I figured it was a good time to post here, since I had a conversation last week with yet another new investor client who got bad advice from their previous insurance agent. Most people don't know that your typical insurance agent from a big name company has very little experience in working with investors, especially investors that are also contractors or GC's. The needs of real estate investors are very different from the needs of "normal" insurance clients who just live in a house they own, and drive a few cars.
PLEASE, for your sake and the local market as a whole, only work with insurance professionals who can demonstrate a deep and thorough understanding of your needs as a real estate investor.
It's VERY easy to get a bad policy for a great price. Unless you want the burden of trying to figure out yourself if you have the right insurance program, you need to be talking with me or another local insurance professional who is very experienced in the investor world.
Message me or reply to this if you have questions or want to talk further.
Your posting is very general. I think it would help if you can give some specific examples of pitfalls to look out for.
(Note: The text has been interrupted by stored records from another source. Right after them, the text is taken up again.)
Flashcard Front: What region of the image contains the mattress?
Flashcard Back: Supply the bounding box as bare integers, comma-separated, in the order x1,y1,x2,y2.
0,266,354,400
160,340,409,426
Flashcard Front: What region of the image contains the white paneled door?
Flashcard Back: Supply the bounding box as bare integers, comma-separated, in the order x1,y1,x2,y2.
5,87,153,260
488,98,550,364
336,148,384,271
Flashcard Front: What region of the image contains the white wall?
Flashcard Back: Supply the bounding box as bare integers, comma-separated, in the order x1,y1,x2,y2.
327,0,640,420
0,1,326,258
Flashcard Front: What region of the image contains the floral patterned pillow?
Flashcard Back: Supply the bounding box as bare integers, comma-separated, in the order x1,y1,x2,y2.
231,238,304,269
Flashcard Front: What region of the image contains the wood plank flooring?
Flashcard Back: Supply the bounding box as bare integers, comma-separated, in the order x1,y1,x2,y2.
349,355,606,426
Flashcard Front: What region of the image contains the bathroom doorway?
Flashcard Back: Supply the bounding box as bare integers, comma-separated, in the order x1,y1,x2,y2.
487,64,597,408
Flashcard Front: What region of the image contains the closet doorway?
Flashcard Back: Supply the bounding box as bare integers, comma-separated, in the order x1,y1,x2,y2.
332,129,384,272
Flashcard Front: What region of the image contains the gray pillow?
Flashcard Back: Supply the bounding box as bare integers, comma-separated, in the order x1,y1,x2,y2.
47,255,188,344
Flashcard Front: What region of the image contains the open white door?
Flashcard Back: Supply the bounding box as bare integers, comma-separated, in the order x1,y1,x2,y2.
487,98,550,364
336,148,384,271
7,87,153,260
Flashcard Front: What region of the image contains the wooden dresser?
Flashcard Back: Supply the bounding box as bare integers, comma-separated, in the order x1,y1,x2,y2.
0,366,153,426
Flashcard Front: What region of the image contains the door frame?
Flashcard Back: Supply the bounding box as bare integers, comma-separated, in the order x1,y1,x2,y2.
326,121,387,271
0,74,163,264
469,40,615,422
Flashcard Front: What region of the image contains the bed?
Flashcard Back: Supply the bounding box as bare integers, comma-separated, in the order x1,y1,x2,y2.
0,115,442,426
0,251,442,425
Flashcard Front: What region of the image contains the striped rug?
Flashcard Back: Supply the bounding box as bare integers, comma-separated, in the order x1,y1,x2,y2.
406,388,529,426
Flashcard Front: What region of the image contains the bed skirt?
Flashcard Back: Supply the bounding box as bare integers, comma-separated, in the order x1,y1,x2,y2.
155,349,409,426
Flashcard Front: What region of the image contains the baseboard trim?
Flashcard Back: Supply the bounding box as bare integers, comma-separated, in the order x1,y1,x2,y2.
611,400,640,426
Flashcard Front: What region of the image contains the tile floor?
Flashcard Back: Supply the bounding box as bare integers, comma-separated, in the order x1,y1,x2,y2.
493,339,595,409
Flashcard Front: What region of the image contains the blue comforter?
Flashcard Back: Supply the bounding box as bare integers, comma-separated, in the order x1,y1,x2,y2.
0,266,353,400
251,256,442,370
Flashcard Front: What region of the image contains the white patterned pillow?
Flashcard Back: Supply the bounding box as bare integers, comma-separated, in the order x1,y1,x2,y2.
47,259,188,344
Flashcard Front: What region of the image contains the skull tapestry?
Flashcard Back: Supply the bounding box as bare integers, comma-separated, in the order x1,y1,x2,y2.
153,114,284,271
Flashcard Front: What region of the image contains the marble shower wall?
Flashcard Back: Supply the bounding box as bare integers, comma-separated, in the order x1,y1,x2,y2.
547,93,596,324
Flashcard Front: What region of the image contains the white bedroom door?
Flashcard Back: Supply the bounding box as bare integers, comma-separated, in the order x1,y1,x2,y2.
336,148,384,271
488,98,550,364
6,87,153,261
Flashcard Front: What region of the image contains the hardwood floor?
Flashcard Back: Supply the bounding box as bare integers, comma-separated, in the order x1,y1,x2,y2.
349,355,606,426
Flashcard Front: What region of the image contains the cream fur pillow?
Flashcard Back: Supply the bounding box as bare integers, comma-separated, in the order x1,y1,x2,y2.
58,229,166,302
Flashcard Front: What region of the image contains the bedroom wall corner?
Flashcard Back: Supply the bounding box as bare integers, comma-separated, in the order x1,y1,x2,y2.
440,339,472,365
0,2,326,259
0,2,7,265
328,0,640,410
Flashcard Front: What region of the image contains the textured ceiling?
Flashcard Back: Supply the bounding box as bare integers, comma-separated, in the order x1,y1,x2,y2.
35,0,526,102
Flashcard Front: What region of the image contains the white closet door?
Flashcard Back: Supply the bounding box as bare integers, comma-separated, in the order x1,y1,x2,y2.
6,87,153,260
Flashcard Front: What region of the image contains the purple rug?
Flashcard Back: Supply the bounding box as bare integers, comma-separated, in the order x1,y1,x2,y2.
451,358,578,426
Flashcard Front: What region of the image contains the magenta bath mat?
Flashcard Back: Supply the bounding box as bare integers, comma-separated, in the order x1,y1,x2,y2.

That might help us get a better understanding of your concerns.
Thanks for replying, Neil. I was very general by intention. I find it better to engage with investors 1:1 or in small groups. But, since you asked, here are a few items to be very aware of when you're reviewing your insurance program:
Matching the property to the correct type of policy: Every type of property (single family, 1-4 multi-family, 5+ unit multi-family, vacant, rehab, commercial, etc. All have different needs and need to be matched up with the right type of policy. Most insurance professionals can provide a good policy for a traditional single family rental, but for any complex or complicated portfolios, you need to be working with someone who has specific expertise for the REI market and client.
Cause of loss form: There are three categories of coverage; Basic, Broad and Special. Each builds on the last. There are many concerns here, and restrictions that vary by company based on the age and renovation history of a property.
Valuation method: Actual Cash Value will deduct depreciation over time from your claim settle (which can be thousands of dollars), while Replacement Cost Value will not deduct depreciation, and will almost always result in a claim settlement being larger by several thousand dollars.
Theft Coverage: How does your policy handle theft claims? Are there restrictions on the circumstances where they will honor theft claims? Do they make a distinction between the fixtures and features of the property itself, and any tools/equipment/materials you have at the property? (**This is extremely important on rehab projects or flip homes)
Risk Management Concerns: Additional Insured designations, Hold Harmless agreements, Waivers of Subrogation, and other specific policy conditions and limitations.
All of these items are critically important, and very few agents and salespeople from the well-known big national companies have the expertise and knowledge to provide good advice.
No mention of policies that do not pay in full or at all if the property is vacant for more than X days? Seems to me that is a pretty big pitfall for the rehabber.